Further compounding the issue is that significant amounts of incorrect information on the Zika virus are available on the internet. They also emphasized that a woman’s vulnerability to the Zika virus is determined by where she lives, not by her socioeconomic status. Both doctors also felt that increased education across all levels was necessary to help limit the virus, including education related to mosquito deterrence and repellent strategies, family planning, and better information about microcephaly and other congenital disorders linked to the Zika virus.

Both doctors praised the response of local governments, particularly the government of Recife, for their swift response to the virus; however, Vanessa Van Der Linden noted that resources are limited. The city of Recife only has three public hospitals with access to pediatric neurologists, which is not sufficient enough to address patients’ needs. They also emphasized the multidisciplinary nature of the treatment, including access to psychologists, given the stigma surround disability in Brazil.

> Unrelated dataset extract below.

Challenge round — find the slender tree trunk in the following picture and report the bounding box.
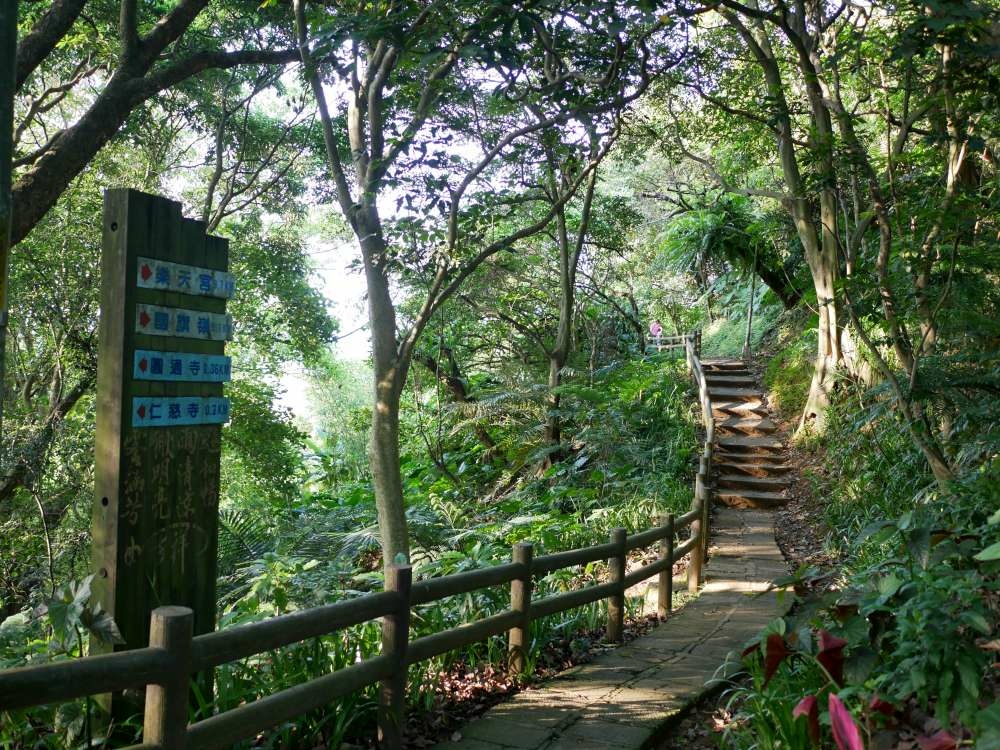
[0,0,17,440]
[545,167,597,452]
[354,209,410,567]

Jeff Crowley, the program director of the National HIV/AIDS Initiative at the O’Neill Institute, then briefed the attendees on the funding needed for a comprehensive response to the Zika virus. Crowley mentioned that President Obama requested almost $1.9 billion in emergency Zika funding for 2016 in February 2016. Following the president’s request, Congress did not approve any additional funding until the end of September 2016. While Congress debated supplemental Zika funding, the administration announced it had identified almost $700 million in existing sources to be used to address immediate Zika activity needs.

Crowley also highlighted that the US must consider Puerto Rico when planning the domestic response to Zika, noting that the US territory has experienced approximately 30,000 reported cases of Zika. The US has an obligation, he stated, to take care of its citizens, especially marginalized populations, instead of placing all responsibility on WHO and PAHO.